Final Day tomorrow weigh ins 3-5pm at WCI Marina. Im glad the conditions got better as the day went on. When i talked to LAST ONE at 10 am this morning it sounded like he was in a wind tunnel and it took a few tries to get the confirmation info. He was fishing the ghetto and said it was 4-6 foot seas. The LAST ONE is a 28 foot Mako so im sure those Lady anglers will have some stories to tell. Here are a few pics and as you can tell it ended up a beautiful afternoon at WCI. sorry im not savy enough to rotate them.


----------



## MSViking (Oct 11, 2007)

:notworthy::notworthy::notworthy:


----------



## bully48 (Aug 2, 2008)

Weigh ins 3-5pm today at WCI lost key marina if you wanna come cheer these ladies on!! The conditions got much better last night and today it sounds like tge bite turned on.Robert on BOW DOWN called from Horn this morning said it was 2-3. They just lost a heartbreaker tuna after a 3hour fight. Broke the leader at boat. SWEE PEA has released est. 400lb blue and is coming in to weigh a SWORD and wahoo. These ladies are some of the best and got after it this weekend. Ill keep you updated when possible. Check out the Facebook page for better updates!


----------



## HighCotton (Oct 2, 2007)

Heard the Miss Scarlet brought a nice Sword to the scales.


----------



## seanclearly (Sep 28, 2007)

Here is the final leader board.


----------



## bully48 (Aug 2, 2008)

You mean this beast. Ill post a full report tomorrow, i think you will be impressed by the Ladies. the final stats are up on website. 3 Blues 2 whites 1 sail released, 3 stud swords, plenty of dolphin wahoo and tuna weighed in.
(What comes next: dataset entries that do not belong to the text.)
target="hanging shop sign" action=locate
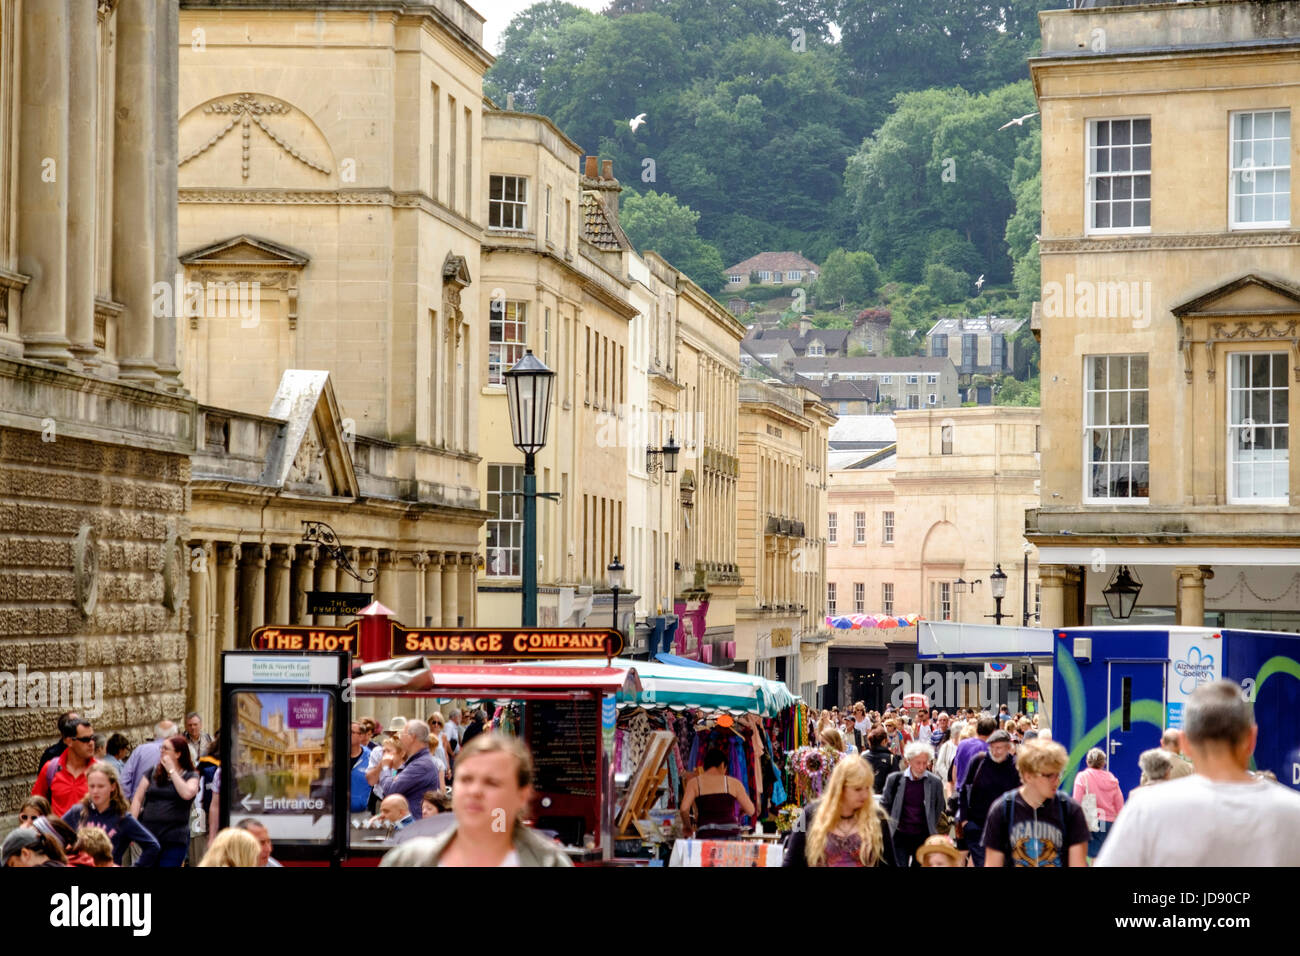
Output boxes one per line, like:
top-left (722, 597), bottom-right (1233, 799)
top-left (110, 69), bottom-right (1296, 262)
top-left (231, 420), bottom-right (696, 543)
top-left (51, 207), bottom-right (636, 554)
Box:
top-left (390, 624), bottom-right (624, 660)
top-left (305, 591), bottom-right (373, 616)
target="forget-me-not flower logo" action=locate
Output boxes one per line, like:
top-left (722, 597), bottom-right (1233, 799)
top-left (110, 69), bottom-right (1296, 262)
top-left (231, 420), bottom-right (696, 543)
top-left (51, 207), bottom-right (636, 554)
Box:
top-left (1173, 645), bottom-right (1215, 695)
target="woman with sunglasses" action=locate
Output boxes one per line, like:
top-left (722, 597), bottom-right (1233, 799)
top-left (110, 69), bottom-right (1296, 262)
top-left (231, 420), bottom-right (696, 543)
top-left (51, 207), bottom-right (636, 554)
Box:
top-left (17, 796), bottom-right (50, 827)
top-left (980, 738), bottom-right (1090, 867)
top-left (64, 763), bottom-right (160, 867)
top-left (131, 735), bottom-right (200, 867)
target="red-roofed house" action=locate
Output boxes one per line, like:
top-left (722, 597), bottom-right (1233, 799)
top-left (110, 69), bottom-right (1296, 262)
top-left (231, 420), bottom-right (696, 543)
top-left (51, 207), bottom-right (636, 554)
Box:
top-left (725, 252), bottom-right (820, 292)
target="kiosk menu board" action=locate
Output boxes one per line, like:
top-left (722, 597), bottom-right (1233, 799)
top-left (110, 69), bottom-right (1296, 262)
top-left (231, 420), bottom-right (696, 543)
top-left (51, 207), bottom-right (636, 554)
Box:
top-left (220, 652), bottom-right (350, 862)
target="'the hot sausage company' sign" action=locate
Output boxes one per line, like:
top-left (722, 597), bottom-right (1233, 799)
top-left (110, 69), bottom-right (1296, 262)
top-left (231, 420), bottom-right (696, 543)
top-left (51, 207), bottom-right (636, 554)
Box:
top-left (390, 624), bottom-right (624, 660)
top-left (250, 623), bottom-right (359, 653)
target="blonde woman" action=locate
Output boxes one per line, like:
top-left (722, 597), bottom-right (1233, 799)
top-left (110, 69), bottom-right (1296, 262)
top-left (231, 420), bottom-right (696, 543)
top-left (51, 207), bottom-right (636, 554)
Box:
top-left (818, 727), bottom-right (845, 756)
top-left (197, 828), bottom-right (261, 867)
top-left (783, 757), bottom-right (895, 867)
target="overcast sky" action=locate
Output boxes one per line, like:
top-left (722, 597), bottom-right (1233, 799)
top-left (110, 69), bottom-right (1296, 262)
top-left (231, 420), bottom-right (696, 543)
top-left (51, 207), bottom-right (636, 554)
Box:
top-left (475, 0), bottom-right (610, 55)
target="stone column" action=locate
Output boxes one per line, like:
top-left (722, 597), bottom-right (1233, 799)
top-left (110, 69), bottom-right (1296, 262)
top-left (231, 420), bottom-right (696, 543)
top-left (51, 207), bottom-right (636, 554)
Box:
top-left (314, 554), bottom-right (338, 626)
top-left (67, 0), bottom-right (99, 365)
top-left (1175, 566), bottom-right (1214, 627)
top-left (16, 0), bottom-right (74, 364)
top-left (458, 553), bottom-right (476, 628)
top-left (1038, 565), bottom-right (1070, 630)
top-left (112, 0), bottom-right (159, 383)
top-left (216, 543), bottom-right (240, 652)
top-left (269, 545), bottom-right (293, 624)
top-left (292, 545), bottom-right (317, 625)
top-left (153, 0), bottom-right (182, 390)
top-left (441, 552), bottom-right (459, 627)
top-left (423, 552), bottom-right (443, 627)
top-left (337, 548), bottom-right (359, 602)
top-left (187, 541), bottom-right (213, 725)
top-left (377, 550), bottom-right (402, 619)
top-left (238, 545), bottom-right (269, 642)
top-left (412, 552), bottom-right (428, 624)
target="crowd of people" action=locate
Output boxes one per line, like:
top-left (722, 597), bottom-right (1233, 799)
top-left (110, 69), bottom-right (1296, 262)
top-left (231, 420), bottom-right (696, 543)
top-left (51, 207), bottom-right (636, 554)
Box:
top-left (5, 681), bottom-right (1297, 868)
top-left (781, 680), bottom-right (1300, 867)
top-left (3, 704), bottom-right (494, 867)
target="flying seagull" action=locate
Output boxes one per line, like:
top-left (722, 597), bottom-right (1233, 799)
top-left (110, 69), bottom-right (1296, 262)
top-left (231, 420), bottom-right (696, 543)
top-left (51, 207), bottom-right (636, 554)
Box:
top-left (975, 274), bottom-right (985, 291)
top-left (998, 111), bottom-right (1039, 131)
top-left (628, 113), bottom-right (647, 133)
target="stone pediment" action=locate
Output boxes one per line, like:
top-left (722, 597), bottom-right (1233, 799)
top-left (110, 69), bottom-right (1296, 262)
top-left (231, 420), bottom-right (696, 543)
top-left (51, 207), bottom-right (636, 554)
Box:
top-left (263, 370), bottom-right (360, 497)
top-left (1171, 273), bottom-right (1300, 318)
top-left (180, 235), bottom-right (310, 268)
top-left (1174, 275), bottom-right (1300, 383)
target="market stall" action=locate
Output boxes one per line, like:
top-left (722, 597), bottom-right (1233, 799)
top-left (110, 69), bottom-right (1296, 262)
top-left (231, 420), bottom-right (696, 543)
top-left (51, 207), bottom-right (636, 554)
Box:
top-left (345, 657), bottom-right (642, 864)
top-left (518, 656), bottom-right (805, 863)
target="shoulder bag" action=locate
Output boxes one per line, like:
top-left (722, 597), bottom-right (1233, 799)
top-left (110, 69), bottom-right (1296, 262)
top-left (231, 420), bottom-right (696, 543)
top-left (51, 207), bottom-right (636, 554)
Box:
top-left (1079, 770), bottom-right (1100, 832)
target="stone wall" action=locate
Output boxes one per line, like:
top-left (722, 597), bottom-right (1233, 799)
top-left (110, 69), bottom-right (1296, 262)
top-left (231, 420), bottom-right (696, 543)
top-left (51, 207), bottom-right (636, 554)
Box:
top-left (0, 426), bottom-right (190, 816)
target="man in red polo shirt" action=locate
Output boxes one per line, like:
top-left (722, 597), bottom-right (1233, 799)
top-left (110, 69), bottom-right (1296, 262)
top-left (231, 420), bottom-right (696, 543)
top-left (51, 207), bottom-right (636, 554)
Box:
top-left (33, 717), bottom-right (98, 815)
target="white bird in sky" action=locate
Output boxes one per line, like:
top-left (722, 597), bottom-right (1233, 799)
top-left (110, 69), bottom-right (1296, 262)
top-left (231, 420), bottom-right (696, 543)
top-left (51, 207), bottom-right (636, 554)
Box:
top-left (975, 274), bottom-right (985, 291)
top-left (628, 113), bottom-right (647, 133)
top-left (998, 111), bottom-right (1039, 131)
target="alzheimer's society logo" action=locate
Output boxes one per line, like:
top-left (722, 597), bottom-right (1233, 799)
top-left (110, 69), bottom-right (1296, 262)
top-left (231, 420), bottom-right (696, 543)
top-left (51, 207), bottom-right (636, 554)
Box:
top-left (1173, 646), bottom-right (1215, 696)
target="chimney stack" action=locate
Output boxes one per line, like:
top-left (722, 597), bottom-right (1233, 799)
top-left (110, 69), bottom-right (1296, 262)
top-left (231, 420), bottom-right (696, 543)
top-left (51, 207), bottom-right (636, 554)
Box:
top-left (582, 155), bottom-right (623, 235)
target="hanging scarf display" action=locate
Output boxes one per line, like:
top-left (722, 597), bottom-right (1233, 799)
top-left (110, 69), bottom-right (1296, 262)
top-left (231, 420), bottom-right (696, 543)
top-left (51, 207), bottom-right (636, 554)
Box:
top-left (786, 745), bottom-right (844, 807)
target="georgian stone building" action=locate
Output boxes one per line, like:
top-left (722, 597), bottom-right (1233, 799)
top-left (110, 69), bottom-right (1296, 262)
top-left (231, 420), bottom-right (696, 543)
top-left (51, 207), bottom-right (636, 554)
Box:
top-left (1028, 1), bottom-right (1300, 636)
top-left (473, 120), bottom-right (638, 630)
top-left (0, 0), bottom-right (195, 816)
top-left (176, 0), bottom-right (493, 719)
top-left (736, 380), bottom-right (834, 704)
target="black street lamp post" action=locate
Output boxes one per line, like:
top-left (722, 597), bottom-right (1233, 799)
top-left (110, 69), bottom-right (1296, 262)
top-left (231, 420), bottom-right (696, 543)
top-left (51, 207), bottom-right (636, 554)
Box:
top-left (608, 557), bottom-right (625, 645)
top-left (504, 350), bottom-right (556, 628)
top-left (985, 564), bottom-right (1010, 625)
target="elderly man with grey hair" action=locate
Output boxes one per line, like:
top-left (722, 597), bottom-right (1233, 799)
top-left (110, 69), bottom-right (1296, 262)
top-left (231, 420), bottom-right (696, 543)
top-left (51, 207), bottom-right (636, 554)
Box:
top-left (881, 740), bottom-right (947, 867)
top-left (380, 719), bottom-right (439, 820)
top-left (1098, 680), bottom-right (1300, 866)
top-left (1137, 748), bottom-right (1175, 787)
top-left (1160, 727), bottom-right (1194, 778)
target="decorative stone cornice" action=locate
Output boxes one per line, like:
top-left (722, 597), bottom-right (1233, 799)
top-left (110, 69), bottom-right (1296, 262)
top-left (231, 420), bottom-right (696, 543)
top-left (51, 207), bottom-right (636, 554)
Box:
top-left (1040, 231), bottom-right (1300, 255)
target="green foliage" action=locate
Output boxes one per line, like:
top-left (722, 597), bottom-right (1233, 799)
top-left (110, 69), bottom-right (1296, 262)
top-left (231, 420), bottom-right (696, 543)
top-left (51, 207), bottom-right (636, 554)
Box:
top-left (621, 190), bottom-right (726, 292)
top-left (813, 249), bottom-right (881, 308)
top-left (996, 375), bottom-right (1041, 406)
top-left (922, 263), bottom-right (970, 303)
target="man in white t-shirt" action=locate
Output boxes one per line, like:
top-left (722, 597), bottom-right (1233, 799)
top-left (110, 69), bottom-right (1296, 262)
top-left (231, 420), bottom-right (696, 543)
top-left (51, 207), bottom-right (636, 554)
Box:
top-left (1096, 680), bottom-right (1300, 867)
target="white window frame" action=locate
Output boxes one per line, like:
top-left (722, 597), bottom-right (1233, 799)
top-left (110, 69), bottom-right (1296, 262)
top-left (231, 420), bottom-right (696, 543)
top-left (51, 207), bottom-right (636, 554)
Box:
top-left (1083, 354), bottom-right (1150, 504)
top-left (807, 343), bottom-right (824, 357)
top-left (853, 582), bottom-right (865, 614)
top-left (728, 274), bottom-right (742, 285)
top-left (758, 271), bottom-right (773, 282)
top-left (928, 393), bottom-right (938, 406)
top-left (882, 375), bottom-right (892, 385)
top-left (940, 581), bottom-right (952, 622)
top-left (882, 582), bottom-right (894, 616)
top-left (1227, 351), bottom-right (1290, 505)
top-left (489, 300), bottom-right (528, 385)
top-left (907, 394), bottom-right (920, 410)
top-left (827, 582), bottom-right (837, 616)
top-left (827, 512), bottom-right (838, 544)
top-left (486, 464), bottom-right (524, 576)
top-left (788, 270), bottom-right (802, 281)
top-left (927, 374), bottom-right (938, 384)
top-left (488, 174), bottom-right (528, 231)
top-left (1229, 109), bottom-right (1291, 230)
top-left (882, 511), bottom-right (894, 545)
top-left (1085, 116), bottom-right (1152, 236)
top-left (854, 511), bottom-right (866, 544)
top-left (906, 374), bottom-right (919, 384)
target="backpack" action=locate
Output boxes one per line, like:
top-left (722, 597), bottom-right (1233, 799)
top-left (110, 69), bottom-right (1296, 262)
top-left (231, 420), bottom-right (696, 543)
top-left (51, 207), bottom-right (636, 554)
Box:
top-left (37, 757), bottom-right (60, 796)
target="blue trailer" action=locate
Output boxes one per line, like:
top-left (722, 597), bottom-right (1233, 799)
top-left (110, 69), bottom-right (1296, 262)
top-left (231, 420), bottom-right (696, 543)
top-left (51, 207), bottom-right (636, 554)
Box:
top-left (1052, 626), bottom-right (1300, 796)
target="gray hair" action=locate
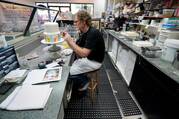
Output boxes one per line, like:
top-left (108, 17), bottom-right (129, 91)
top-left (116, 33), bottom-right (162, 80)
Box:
top-left (76, 10), bottom-right (92, 26)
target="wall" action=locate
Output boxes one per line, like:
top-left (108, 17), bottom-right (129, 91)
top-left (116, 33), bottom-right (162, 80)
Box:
top-left (94, 0), bottom-right (106, 18)
top-left (7, 0), bottom-right (106, 18)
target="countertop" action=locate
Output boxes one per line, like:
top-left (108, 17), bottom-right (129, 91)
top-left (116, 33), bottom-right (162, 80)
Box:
top-left (0, 44), bottom-right (71, 119)
top-left (106, 29), bottom-right (179, 83)
top-left (0, 66), bottom-right (70, 119)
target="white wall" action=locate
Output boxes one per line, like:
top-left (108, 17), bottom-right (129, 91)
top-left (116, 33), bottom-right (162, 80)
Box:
top-left (6, 0), bottom-right (106, 18)
top-left (93, 0), bottom-right (106, 18)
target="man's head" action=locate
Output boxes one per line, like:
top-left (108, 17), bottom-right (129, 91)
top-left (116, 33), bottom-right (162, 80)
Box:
top-left (74, 10), bottom-right (92, 33)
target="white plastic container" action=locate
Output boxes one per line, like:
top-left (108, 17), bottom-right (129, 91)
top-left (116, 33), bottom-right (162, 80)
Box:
top-left (163, 9), bottom-right (175, 17)
top-left (156, 30), bottom-right (179, 48)
top-left (161, 39), bottom-right (179, 62)
top-left (141, 20), bottom-right (149, 25)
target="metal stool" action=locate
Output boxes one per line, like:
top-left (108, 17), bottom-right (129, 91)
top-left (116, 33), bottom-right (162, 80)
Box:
top-left (87, 69), bottom-right (100, 103)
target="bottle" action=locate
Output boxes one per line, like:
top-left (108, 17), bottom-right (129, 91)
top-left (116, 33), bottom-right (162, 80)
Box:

All 15 boats weighed elgible fish (20# min.) and my favorite a 4 yr old weighed in a dolphin. check out facebook for a few pics more coming soon. can someone rotate these pics?


----------



## HighCotton (Oct 2, 2007)

Congrats on a great tournament!


----------



## bully48 (Aug 2, 2008)

Thanks Wade! Here isa nice write up in the Pnj and video of Jessica Howard talking about her nice catch.


http://www.pnj.com/article/20120723...p-catch?odyssey=mod|newswell|text|FRONTPAGE|p


----------



## HighCotton (Oct 2, 2007)

Great write up & video. Thanks for posting, Kevin!


----------